The Spack Infrastructure Project makes use of spack package manager to install spack software stack on NERSC systems. This project contains spack configuration (spack.yaml
) required to build the spack stacks. The spack stack is based on Extreme-Scale Scientific Software Stack (E4S) where we install spack packages provided by E4S and use the recommended spack branch. We leverage Gitlab CI to automate deployment to ensure reproducible and automated builds. For more details about this project you can see the documentation at https://nersc-spack-infrastructure.rtfd.io
The software deployment consist of the following steps
- Acquire Spack Configuration from E4S project https://github.com/E4S-Project/e4s
- Create one or more spack configuration files (spack.yaml) with list of E4S packages and integrate spack configuration for NERSC system
- Create a Gitlab Job to trigger the pipeline for TDS and Deployment system
- Create a Modulefile as entry point to stack
- Write User Documentation
- Share spack configuration with open-source community
- Send announcement to all NERSC users
At NERSC, we plan our software deployment with E4S releases which is typically every 3 months however we perform deployment every 6 months. Once E4S has released the spack configuration we acquire the spack configuration which is typically found in https://github.com/E4S-Project/e4s/tree/master/environments. We also acquire the spack branch used by E4S team as our baseline, this would be documented in the release notes. The name of branch map to the E4S version so version 23.05 will have a branch e4s-23.05.

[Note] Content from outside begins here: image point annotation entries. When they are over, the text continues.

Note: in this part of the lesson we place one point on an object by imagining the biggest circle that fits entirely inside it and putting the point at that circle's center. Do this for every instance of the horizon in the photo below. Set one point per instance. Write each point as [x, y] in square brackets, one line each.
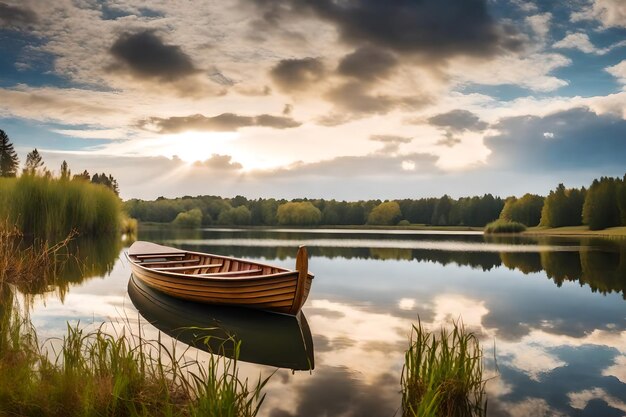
[302, 99]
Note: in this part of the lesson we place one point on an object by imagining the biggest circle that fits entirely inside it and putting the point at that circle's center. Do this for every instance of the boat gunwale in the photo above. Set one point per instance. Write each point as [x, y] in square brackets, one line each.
[198, 277]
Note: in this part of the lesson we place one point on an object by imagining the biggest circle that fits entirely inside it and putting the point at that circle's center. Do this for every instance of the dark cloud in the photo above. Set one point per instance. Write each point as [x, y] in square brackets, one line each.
[219, 163]
[458, 121]
[357, 98]
[297, 74]
[145, 55]
[14, 17]
[367, 63]
[438, 29]
[224, 122]
[573, 139]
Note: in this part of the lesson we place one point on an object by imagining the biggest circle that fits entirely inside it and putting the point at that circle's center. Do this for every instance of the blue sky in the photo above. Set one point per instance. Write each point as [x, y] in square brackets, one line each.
[302, 98]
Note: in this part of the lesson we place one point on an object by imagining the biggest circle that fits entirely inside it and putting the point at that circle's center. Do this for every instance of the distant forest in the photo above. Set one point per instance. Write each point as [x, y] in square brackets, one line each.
[601, 205]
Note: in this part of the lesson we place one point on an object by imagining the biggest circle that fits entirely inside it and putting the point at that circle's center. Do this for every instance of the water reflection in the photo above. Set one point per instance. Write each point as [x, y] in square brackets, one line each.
[557, 317]
[266, 338]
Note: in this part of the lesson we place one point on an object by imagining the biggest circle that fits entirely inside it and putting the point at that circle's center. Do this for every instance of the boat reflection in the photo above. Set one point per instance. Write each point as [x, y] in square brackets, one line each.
[266, 338]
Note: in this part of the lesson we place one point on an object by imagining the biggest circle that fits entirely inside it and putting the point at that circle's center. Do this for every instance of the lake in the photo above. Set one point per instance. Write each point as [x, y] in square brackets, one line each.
[554, 308]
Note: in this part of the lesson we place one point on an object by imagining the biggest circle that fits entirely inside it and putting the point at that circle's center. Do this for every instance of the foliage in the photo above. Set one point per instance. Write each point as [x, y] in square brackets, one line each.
[387, 213]
[601, 208]
[525, 210]
[238, 216]
[504, 226]
[106, 180]
[100, 373]
[563, 207]
[34, 163]
[9, 161]
[298, 213]
[52, 208]
[189, 219]
[443, 374]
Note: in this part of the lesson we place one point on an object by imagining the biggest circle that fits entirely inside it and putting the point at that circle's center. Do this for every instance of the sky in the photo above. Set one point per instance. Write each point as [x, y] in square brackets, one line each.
[344, 99]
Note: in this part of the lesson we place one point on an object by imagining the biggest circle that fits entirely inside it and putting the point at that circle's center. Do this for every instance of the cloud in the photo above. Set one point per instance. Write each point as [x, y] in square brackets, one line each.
[391, 145]
[581, 42]
[366, 166]
[219, 163]
[358, 99]
[14, 17]
[580, 139]
[458, 120]
[225, 122]
[63, 105]
[618, 71]
[367, 63]
[291, 75]
[145, 55]
[430, 27]
[610, 13]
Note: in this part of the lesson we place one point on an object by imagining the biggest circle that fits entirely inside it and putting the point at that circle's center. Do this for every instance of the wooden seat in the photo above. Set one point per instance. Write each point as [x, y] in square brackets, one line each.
[230, 273]
[186, 261]
[161, 255]
[186, 268]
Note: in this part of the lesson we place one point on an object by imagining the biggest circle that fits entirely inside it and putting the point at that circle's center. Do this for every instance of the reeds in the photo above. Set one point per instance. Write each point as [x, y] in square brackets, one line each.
[96, 373]
[443, 374]
[504, 226]
[31, 266]
[52, 208]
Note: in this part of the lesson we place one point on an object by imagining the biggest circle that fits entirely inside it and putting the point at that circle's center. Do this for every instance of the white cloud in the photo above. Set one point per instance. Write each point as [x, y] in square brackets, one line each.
[618, 71]
[610, 13]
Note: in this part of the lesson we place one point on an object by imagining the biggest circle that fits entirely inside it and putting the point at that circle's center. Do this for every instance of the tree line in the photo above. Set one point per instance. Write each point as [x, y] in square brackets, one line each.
[35, 166]
[602, 205]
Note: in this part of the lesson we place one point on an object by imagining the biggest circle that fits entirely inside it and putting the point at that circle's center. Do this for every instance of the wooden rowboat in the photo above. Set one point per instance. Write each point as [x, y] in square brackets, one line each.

Next, we copy the packages into our project and create the spack configuration
In this step we create the spack configuration. First we create a sub-directory in spack-configs with the naming convention to distinguish E4S version. This typically includes the
name of the system such as cori
or perlmutter
followed by name of e4s version such as e4s-23.05
.
$ tree -L 1 spack-configs
spack-configs
├── cori-e4s-20.10
├── cori-e4s-21.02
├── cori-e4s-21.05
├── cori-e4s-22.02
├── perlmutter-e4s-21.11
├── perlmutter-e4s-22.05
├── perlmutter-e4s-22.11
├── perlmutter-e4s-23.05
├── perlmutter-spack-develop
└── perlmutter-user-spack
10 directories, 0 files
Inside one of the stacks, you will see several sub-directories that are used for defining a sub-stack. These sub-stacks correspond to spack environments. The prod
directory is used for production deployment to install from the buildcache.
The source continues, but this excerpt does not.